Description
This Cranberry Walnut Chickpea Salad with Orange Vinaigrette is a refreshing, protein-packed salad featuring chickpeas, spinach, sweet cranberries, crunchy walnuts, and a bright, zesty orange vinaigrette. Perfect for a quick lunch, healthy side, or light dinner!
Ingredients
Scale
- 1 can (15 oz) chickpeas, drained and rinsed
- 1 cup fresh spinach, chopped
- 1/2 cup dried cranberries
- 1/2 cup walnuts, roughly chopped
- 1/4 cup red onion, finely diced
- For the Orange Vinaigrette:
- 1/4 cup olive oil
- 1/4 cup orange juice (fresh is best!)
- 1 tablespoon honey or maple syrup
- Salt and pepper to taste
Instructions
- In a large mixing bowl, combine the chickpeas, chopped spinach, dried cranberries, walnuts, and finely diced red onion.

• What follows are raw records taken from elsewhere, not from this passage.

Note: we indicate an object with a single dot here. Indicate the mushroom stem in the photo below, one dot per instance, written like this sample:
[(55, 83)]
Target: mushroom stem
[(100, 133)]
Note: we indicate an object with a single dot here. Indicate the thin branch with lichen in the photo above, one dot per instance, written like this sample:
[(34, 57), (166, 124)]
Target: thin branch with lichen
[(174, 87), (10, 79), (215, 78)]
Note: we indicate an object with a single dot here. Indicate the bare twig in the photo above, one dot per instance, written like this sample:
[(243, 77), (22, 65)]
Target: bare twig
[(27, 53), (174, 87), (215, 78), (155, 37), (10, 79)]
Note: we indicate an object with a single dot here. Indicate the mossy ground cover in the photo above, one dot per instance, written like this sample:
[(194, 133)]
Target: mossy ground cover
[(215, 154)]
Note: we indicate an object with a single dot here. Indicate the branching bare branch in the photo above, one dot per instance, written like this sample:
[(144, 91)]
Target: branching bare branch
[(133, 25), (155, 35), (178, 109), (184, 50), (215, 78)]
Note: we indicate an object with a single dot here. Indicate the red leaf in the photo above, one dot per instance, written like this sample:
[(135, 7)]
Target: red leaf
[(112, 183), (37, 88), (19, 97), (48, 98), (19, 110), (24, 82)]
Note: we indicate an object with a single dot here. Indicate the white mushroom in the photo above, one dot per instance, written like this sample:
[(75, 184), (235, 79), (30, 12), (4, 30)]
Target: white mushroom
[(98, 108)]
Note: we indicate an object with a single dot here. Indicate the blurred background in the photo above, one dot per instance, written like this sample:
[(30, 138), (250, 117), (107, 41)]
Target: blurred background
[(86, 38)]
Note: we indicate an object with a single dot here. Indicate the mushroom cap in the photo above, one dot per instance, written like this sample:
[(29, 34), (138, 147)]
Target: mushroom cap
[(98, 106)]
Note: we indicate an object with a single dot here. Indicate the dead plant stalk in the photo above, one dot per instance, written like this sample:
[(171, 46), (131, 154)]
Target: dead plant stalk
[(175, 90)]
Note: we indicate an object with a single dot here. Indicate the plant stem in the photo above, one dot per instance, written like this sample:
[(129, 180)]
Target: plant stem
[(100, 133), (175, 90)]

- In a small bowl or jar, whisk together olive oil, orange juice, honey (or maple syrup), salt, and pepper until fully emulsified.
- Pour the orange vinaigrette over the salad ingredients. Gently toss everything together until evenly coated.
- Taste and adjust seasoning with more salt or pepper if needed.
- Optional: Chill the salad in the fridge for 10–15 minutes to let the flavors meld, or serve immediately.
- Garnish with extra walnuts or fresh herbs like parsley before serving.
Notes
- Make ahead: Keep the dressing separate and toss just before serving for maximum freshness.
- Protein boost: Add grilled chicken, tuna, tofu, quinoa, or hard-boiled eggs for extra protein.
- Vegan option: Use maple syrup instead of honey for a 100% plant-based salad.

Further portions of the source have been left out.